IISWC-2018

September 30 - October 2, 2018

 Raleigh, North Carolina, USA


Across the Stack Approximate Computing Opportunities for Deep Learning Acceleration

Vijayalakshmi Srinivasan
Research Staff Member at IBM T.J. Watson Research Center in Yorktown Heights

The combination of growth in compute capabilities and availability of large datasets has led to a re-birth of deep learning. Deep Neural Networks (DNNs) have become state-of-the-art in a variety of machine learning tasks spanning domains across vision, speech, and machine translation. Deep Learning (DL) achieves high accuracy in these tasks at the expense of 100s of ExaOps of computation; posing significant challenges to efficient large-scale deployment in both resource-constrained environments and data centers. One of the key enablers to improve operational efficiency of DNNs is based on the application-level observation that when extracting deep in-sight from vast quantities of structured and unstructured data the exactness imposed by traditional computing is not required. Relaxing the "exactness" constraint enables exploiting opportunities for approximate computing across all layers of the system stack.
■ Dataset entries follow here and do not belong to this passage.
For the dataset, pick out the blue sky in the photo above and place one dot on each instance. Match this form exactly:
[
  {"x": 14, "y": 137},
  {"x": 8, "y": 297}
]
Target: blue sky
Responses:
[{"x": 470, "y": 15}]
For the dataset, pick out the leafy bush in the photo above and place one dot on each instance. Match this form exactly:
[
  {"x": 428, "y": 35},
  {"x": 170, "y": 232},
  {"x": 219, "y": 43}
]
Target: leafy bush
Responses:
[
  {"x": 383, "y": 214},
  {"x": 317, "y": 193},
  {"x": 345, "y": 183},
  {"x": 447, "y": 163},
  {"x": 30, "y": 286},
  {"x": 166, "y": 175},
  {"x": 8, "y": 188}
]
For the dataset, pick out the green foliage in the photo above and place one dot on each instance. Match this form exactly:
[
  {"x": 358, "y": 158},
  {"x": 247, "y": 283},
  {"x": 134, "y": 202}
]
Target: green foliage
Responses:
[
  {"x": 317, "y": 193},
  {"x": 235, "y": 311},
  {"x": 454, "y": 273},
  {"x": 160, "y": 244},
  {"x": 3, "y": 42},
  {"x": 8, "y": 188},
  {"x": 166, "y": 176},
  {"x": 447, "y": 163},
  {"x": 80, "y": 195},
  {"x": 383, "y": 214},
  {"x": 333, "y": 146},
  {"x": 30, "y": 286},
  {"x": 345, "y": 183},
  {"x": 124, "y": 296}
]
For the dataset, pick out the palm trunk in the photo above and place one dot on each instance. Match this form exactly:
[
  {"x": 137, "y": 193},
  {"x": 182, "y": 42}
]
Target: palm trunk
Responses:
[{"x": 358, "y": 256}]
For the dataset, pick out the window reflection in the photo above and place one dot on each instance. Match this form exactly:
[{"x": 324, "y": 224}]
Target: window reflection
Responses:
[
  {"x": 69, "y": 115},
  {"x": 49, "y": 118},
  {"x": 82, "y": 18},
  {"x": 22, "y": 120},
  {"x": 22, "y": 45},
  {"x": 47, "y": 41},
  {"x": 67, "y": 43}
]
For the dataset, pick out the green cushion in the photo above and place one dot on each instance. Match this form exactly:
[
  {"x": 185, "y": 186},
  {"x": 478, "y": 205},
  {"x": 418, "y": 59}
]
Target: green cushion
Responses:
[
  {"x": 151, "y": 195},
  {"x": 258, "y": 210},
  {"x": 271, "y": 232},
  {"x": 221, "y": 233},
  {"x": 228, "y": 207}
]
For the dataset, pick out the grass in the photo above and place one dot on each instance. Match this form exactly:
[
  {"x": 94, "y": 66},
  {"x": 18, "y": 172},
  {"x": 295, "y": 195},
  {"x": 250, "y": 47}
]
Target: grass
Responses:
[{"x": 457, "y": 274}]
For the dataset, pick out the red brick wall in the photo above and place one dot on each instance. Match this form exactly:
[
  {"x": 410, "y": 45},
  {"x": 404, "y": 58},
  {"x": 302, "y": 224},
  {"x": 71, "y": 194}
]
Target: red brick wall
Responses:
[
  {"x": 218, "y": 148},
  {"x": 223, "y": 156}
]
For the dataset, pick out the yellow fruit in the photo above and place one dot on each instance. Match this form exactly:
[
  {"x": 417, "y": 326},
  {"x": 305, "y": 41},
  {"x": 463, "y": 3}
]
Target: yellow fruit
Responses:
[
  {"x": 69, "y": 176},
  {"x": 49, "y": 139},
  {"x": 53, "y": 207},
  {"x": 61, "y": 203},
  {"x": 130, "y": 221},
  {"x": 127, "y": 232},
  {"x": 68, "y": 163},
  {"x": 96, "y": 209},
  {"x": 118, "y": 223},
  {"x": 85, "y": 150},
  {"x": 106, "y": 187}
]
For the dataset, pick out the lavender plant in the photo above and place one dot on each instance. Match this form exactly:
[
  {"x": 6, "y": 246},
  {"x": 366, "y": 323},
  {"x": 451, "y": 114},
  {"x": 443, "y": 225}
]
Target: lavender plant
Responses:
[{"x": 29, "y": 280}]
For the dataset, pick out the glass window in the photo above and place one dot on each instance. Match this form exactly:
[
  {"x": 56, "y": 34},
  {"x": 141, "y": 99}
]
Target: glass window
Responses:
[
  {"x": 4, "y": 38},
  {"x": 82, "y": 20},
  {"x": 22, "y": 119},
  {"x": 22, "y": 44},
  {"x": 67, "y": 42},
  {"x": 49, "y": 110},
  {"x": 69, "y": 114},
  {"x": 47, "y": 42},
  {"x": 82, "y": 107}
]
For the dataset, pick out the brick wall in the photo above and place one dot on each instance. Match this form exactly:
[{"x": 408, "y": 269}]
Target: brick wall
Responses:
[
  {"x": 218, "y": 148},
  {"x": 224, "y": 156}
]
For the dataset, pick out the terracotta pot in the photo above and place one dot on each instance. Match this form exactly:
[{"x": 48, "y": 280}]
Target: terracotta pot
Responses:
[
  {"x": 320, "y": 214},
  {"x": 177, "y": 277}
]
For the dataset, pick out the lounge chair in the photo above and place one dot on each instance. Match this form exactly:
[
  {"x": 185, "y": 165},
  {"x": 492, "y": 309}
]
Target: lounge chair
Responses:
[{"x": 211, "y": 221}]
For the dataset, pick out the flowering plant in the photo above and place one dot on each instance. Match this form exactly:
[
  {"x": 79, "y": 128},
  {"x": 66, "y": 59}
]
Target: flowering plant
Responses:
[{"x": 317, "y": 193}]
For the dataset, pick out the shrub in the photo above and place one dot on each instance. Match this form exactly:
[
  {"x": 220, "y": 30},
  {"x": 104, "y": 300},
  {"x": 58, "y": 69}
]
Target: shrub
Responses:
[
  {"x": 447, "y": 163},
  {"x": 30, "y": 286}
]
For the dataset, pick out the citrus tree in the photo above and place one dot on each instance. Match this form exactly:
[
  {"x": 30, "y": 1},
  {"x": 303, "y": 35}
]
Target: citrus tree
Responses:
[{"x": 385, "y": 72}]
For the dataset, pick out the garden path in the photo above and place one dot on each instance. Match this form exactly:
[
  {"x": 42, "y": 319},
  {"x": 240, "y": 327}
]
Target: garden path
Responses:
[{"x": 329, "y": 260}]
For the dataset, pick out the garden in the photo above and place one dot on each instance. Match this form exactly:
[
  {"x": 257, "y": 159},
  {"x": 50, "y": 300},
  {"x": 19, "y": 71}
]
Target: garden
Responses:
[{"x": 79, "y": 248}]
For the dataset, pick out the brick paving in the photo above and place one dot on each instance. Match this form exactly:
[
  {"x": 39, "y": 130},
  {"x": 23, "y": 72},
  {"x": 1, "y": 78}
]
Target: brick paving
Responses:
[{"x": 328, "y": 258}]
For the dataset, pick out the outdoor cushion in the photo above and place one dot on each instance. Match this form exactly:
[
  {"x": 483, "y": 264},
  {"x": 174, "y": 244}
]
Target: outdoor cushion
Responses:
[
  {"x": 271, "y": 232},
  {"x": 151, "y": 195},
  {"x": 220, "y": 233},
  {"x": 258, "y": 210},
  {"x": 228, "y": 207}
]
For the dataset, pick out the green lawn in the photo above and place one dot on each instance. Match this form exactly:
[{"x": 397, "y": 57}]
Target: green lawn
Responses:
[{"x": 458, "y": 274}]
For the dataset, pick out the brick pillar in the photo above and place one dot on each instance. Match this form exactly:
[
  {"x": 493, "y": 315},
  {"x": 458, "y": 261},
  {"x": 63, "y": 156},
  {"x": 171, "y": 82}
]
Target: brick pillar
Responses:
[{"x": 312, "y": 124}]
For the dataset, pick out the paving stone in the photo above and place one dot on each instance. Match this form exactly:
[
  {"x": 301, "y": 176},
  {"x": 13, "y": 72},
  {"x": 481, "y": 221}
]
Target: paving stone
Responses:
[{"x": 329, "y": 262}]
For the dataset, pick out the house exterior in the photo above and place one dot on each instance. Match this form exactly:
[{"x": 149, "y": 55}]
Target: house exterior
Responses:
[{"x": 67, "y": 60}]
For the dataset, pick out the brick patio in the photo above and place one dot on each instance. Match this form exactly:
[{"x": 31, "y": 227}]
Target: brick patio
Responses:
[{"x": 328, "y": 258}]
In this talk I will present workload characterization guided optimizations that led to domain-specific multi-TOPs AI hardware accelerator core for acceleration of deep learning training and inference in systems from edge devices to data centers. In order to derive high sustained utilization and energy efficiency from such an AI core requires ground-up re-thinking to exploit approximate computing across the stack including algorithms, architecture, programmability, and hardware. I will summarize our explorations to exploit approximate computing at different levels of the stack based on the analysis of the application's tolerance and robustness to relaxing the exactness required by traditional computing systems.





Bio:

Viji Srinivasan has been a Research Staff Member at IBM T.J. Watson Research Center in Yorktown Heights from 2001. At IBM, she has worked on various aspects of data management including energy-efficient processor designs, microarchitecture of the memory hierarchies of large-scale servers, cache coherence management of symmetric multiprocessors, integration of new memory technologies into the memory hierarchy, accelerators for data analytics applications and more recently end-to-end accelerator solutions for AI. Many of her research contributions have been incorporated into IBM's Power & System-z Enterprise-class servers.